Yeah, that’s pretty horrible stuff. But my guess is that this is far more common in the history of Jedi mentorship than is generally known. Training a Jedi means first identifying and recruiting a promising child, and then teaching that child lethal powers. It’s possible for the mentor to simply misjudge a child, whose personality isn’t close to completion at the age of recruitment. (Anakin was already considered old for training at the age of nine in The Phantom Menace. To its credit, the Jedi Council decided that Anakin shouldn’t be trained, but Qui-Gon Jinn trained him anyway without facing any obvious professional penalty.)

Most forms of training face some version of this problem. A professor may take on a promising graduate student only to find that the student isn’t really very good and might have ethical issues as an educator or researcher. Such a student can be nudged out of academia or prevented from getting a long-term job in the field. There are things that can be done about bad police officer trainees, law students, apprentice chefs, and others to limit the amount of harm they can do and to drive them toward less destructive employment, even if the mentor fails to detect problematic tendencies prior to recruitment.

It’s different in the Jedi world. By the time problematic tendencies become apparent in a padawan, that student may already have a light saber and many other lethal tools. No Jedi wants to kill their student in their sleep, but on some level, isn’t that preferable to unleashing a limitless murderer into the galaxy?

My guess is that more than a few Jedi have had to kill their padawans in their sleep. It’s ugly business, and I’m sure no one wants to talk about it — especially the Jedi. But at least in the Old Republic, it was likely to be tacitly and broadly understood among Jedi teachers.

Luke, lacking traditional training and access to other padawans, relied on the teachings of Obi-Wan and Yoda, who probably didn’t bring up the padawanicide part. Idealistic Luke had to figure this out on his own.

And then he takes on his nephew, someone with Leia’s (and possibly Vader’s) Force skills combined with Han’s disregard for authority. That is a terrible combination.

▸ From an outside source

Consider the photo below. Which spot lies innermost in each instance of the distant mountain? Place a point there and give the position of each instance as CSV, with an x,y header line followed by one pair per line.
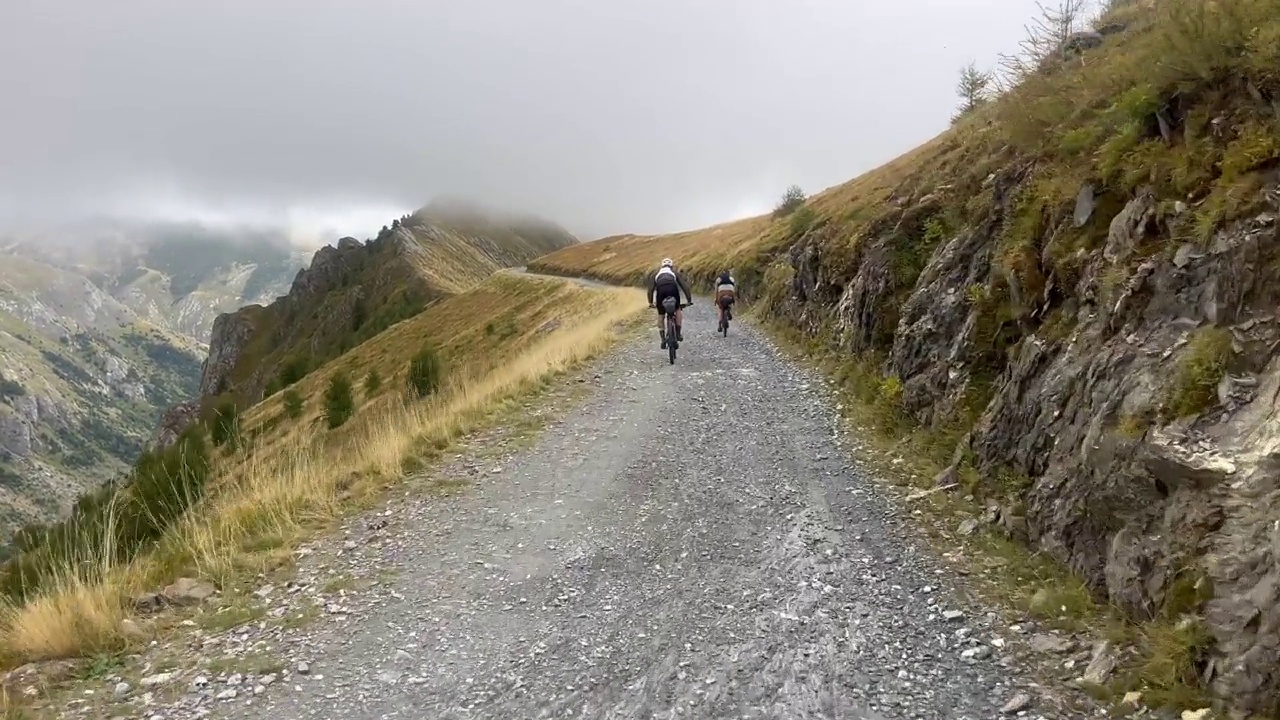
x,y
101,328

Luke quickly realized what he had to do. This realization — that he’d have to murder a kid and then explain to Leia and Han why he did it — was surely enough to break him and disgust him with the whole enterprise. But then young Ben Solo caught him in the act of considering it and defended himself, which made the situation even worse. From Ben’s perspective, the light side’s greatest hero is the guy who tried to kill him, and his parents are the people who sent him to stay with Uncle Murder. Who would want to go back to that?

Luke’s disillusionment with the Jedi order is understandable from this perspective, as is his self-imposed exile. He has done things for which he is truly ashamed, and which he only did because of his role as a mentor. If the order is to be restarted, it will require some serious vetting of padawans as well as some thorough thought about the norms built into the training process. And there will need to be some cynics in the room.